The only exception to that is when Dad told stories. My Dad liked good stories. When I was younger he used to read to me or make up stories to tell. At Christmas, our family gets together and the highlight for us isn’t the presents or the food, but the stories that Dad, Uncle Bill, and the rest of the family tell about growing up and times past. Our favorite story is the one about my Uncle Bill peeing on my Dad’s head. They were at a train trestle and my uncle was on top of the trestle and had to go to the bathroom. My Dad comes walking under the trestle and lifts his hands up, surprised to see it’s raining. Then he looks up to see his brother peeing on his head. My Dad was on a bike and my Uncle was running and Uncle Bill barely beat Dad into the house. He locked himself in the bathroom until Dad’s anger subsided. Now, you might think that story is unusual, but there are all kinds of stories about my Dad that are just as entertaining: there’s the time he got chased by a wild boar, the time he and some friends tried to roll a car over at the school, the time he hit a buffalo, the time he got shot with a bullet at work, and you get the picture.

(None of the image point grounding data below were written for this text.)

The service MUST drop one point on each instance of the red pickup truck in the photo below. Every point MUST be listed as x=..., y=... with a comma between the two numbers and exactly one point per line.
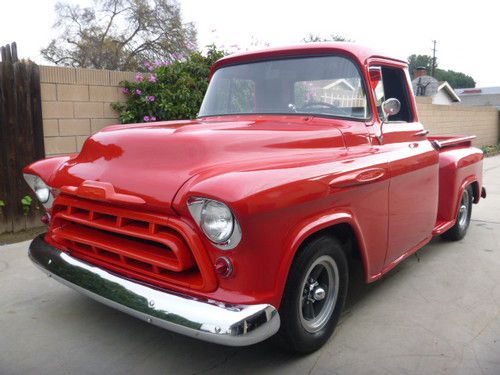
x=243, y=223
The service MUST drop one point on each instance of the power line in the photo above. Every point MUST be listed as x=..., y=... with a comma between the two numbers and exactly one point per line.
x=433, y=72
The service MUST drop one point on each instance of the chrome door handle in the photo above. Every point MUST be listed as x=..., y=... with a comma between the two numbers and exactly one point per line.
x=421, y=133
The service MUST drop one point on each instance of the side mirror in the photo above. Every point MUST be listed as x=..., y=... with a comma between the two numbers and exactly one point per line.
x=391, y=107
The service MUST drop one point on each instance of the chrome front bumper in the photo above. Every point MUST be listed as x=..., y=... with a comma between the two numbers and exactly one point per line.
x=234, y=325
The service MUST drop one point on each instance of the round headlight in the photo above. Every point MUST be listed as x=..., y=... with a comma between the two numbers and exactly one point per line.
x=43, y=194
x=41, y=190
x=217, y=221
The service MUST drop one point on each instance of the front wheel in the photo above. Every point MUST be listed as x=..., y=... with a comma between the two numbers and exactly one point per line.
x=314, y=295
x=459, y=230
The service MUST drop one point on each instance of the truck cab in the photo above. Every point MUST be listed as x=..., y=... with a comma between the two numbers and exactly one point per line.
x=242, y=224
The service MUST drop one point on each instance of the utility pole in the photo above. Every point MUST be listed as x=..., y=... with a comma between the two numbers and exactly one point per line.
x=433, y=72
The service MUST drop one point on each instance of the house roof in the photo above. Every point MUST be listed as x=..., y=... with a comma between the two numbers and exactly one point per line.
x=480, y=91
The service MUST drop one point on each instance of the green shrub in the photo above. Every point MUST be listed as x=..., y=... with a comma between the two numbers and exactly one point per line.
x=170, y=91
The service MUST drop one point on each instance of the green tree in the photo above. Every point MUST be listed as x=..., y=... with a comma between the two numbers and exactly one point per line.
x=171, y=91
x=119, y=34
x=455, y=79
x=313, y=38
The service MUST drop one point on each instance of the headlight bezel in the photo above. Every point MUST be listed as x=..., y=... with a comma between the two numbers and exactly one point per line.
x=196, y=205
x=41, y=189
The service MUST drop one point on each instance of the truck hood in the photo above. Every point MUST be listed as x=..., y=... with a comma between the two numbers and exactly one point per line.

I loved my Dad. All of us did and I know he loved us. Unless he was working, he never missed one of us kid’s baseball, softball, basketball, football games or soccer matches. He came to almost all of my plays, even the musicals and he didn’t like musicals very much. I know Dad had his faults, but we all do. As the Bible says, “All have sinned and fallen short of the glory of God.” (Rom: 3:23).
I am extremely grateful to Dad. He showed me what it is for a father to love his son, his children, his family, his friends. I don’t know if he ever realized it, but in doing so he also showed us all how God loves each of us.
Jesus said that, “As I have loved you, so you must love one another. By this all men will know that you are my disciples, if you love one another.” (John 13:34b-35). There can be no question of my Dad’s love for us and though he was a quiet, simple man, he lived a life that Paul commanded believers in Thessalonica to do, “Make it your ambition to lead a quiet life, to mind your own business, and to work with your hands, just as we told you, so that your daily life may win the respect of outsiders and so that you will not be dependent on anybody (I Thes. 4:11-12). That is how my Dad lived. He lived a quiet life. He tried to mind his own business and he did win the respect of outsiders as apparent by all the people who were here last night and today to pay their last respects. He loved us and though he didn’t speak about it much, he loved God.
As I think about my Dad, I think his greatest regret is the pain that his unexpected death has caused everyone. Dad never wanted to cause anyone or anything any pain, be it a person or animal. Dad was full of life and if he had his druthers he would have stuck around a lot longer so there wouldn’t be so much pain and sorrow for us. But as Solomon wrote, “no man knows when his hour will come,” (Eccl. 9:12a). Only God knows that.
I know that my Dad is in a better place. He’s partying with Jesus now. I also know that it is partly because of my father’s love for me, his family, his friends; that I was able to meet Jesus. And I will, therefore, see my Dad one day again.
“Where, O death, is your victory? Where, O’death is your sting?...But thanks be to God! He gives us the victory through our Lord Jesus Christ.” (I Cor. 15:56-57). Amen.